Stock Updates | May 31, 2017
Strong opening order book and healthy bid pipeline ensures 15% revenue growth in FY2018 with an improvement in EBITDA Margin.
During FY2017 KEC has regained its EBITDA margin in range of 9-11% after six financial years. Management’s continuous focus on the business turnaround of SAE, railway and cable vertical has paid the return in terms of improvement in EBITDA margin. In Q4FY2017, it has clocked 10.4% EBITDA margin which is the highest in last 24 quarters.
However, the revenue growth during the same period remained largely flat on account of soft commodity price, demonisation and USD deprecation against INR. SAE business remained sluggish in FY2017 in terms of order inflow especially from Mexico, but in Brazil, the management is witnessing traction and expects spike in performance in late FY2018.

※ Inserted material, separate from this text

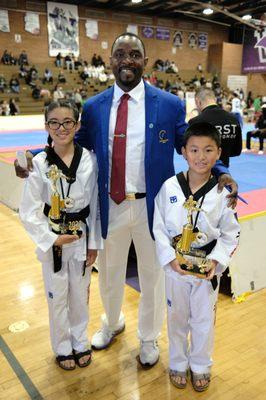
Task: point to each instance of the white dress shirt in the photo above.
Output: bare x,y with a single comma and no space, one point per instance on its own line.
135,146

But strong order book at the end of the FY17 and healthy bid pipeline gives us confidence of 12% plus revenue growth in FY18.
Detailed Order book
KEC has secured orders worth of 945 Cr across various businesses verticals as on 19th May 2017. These orders are over and above 12631 Cr of order book. Orders include 560 Cr order from Transmission and distribution, 277 Cr from Civil and 158 Cr worth of order for supplying EHV cables. KEC International has entered into new business vertical “Civil Business”. Where KEC undertake civil EPC works for factories and Plants, medium size residential projects etc.
Significant improvement in working capital on account of better AR collection resulted into higher PAT. Management’s continuous approach to drag down receivables days in a range of 180 days will further strengthen the bottom line. We expect 11% and 12% revenue growth in FY18 and FY19 respectively. EPS will grow 10% and 22% in FY18 and FY19 respectively.
Currently, the stock is trading at 18.9 x and 15.5x of FY18 and FY19 EPS respectively. Considering the above argument we have a positive stance on the stock and recommend “BUY” with target price 290.